La despedida de los Dursley
EL portazo de la puerta de entrada resonó en el piso de arriba y una voz gritó:
—¡Eh, tú!
Como hacía dieciséis años que lo llamaban así cuando querían hablar con él, Harry no tuvo ninguna duda de que su tío lo requería; con todo, no respondió inmediatamente. Siguió contemplando el fragmento de espejo en que, por una milésima de segundo, le había parecido ver un ojo de Dumbledore. Sólo cuando su tío bramó «¡MUCHACHO!», se levantó poco a poco y fue hacia la puerta de su dormitorio, deteniéndose para meter el trozo de espejo roto en la mochila, donde había guardado las otras cosas que deseaba llevarse.
—Te ha costado, ¿eh? —rugió Vernon Dursley cuando el muchacho apareció en lo alto de la escalera—. Ven aquí, quiero hablar contigo.
Bajó despacio los escalones, con las manos en los bolsillos de los vaqueros. Cuando llegó al salón, vio que los tres Dursley se hallaban allí.
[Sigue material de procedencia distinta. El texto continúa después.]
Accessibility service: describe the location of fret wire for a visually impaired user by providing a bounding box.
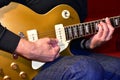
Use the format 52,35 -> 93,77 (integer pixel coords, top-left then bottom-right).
78,24 -> 83,37
65,16 -> 120,40
68,27 -> 73,39
65,27 -> 69,40
86,23 -> 92,34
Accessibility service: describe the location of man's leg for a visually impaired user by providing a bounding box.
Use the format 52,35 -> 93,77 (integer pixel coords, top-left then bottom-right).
71,49 -> 120,80
34,56 -> 104,80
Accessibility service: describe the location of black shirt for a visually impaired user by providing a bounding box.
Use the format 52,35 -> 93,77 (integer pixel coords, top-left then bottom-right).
0,0 -> 87,53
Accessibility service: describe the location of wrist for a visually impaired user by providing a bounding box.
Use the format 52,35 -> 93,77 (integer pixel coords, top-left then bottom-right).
14,38 -> 33,59
80,39 -> 92,49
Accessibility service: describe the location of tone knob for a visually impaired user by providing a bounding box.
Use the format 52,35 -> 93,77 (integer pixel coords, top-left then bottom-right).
10,62 -> 18,70
3,75 -> 11,80
0,67 -> 4,75
19,71 -> 27,79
Iban vestidos como si fueran a marcharse de viaje: tío Vernon llevaba una cazadora beis con cremallera; tía Petunia, una pulcra chaqueta de color salmón, y Dudley, su corpulento, rubio y musculoso primo, la cazadora de piel.
—¿Qué ocurre? —preguntó Harry.
—¡Siéntate! —ordenó tío Vernon, y su sobrino enarcó las cejas—. Por favor —añadió e hizo una mueca, como si esas dos palabras le lastimaran la garganta.
Harry se sentó; creía saber lo que iba a pasar. Su tío empezó a pasearse por el salón; tía Petunia y Dudley seguían sus movimientos con expresión de angustia. Por fin Vernon Dursley, cuya enorme y morada cara se contraía en un gesto de concentración, se detuvo delante del muchacho y anunció:
—He cambiado de idea.
—Qué sorpresa —replicó Harry.
—No permitas que te hable con ese tono… —chilló tía Petunia, pero su esposo la acalló con un ademán.
—Todo esto es un cuento chino —continuó Vernon, fulminando al muchacho con sus ojillos porcinos—. He decidido que no me creo ni una sola palabra. Nos quedamos aquí; no vamos a ninguna parte.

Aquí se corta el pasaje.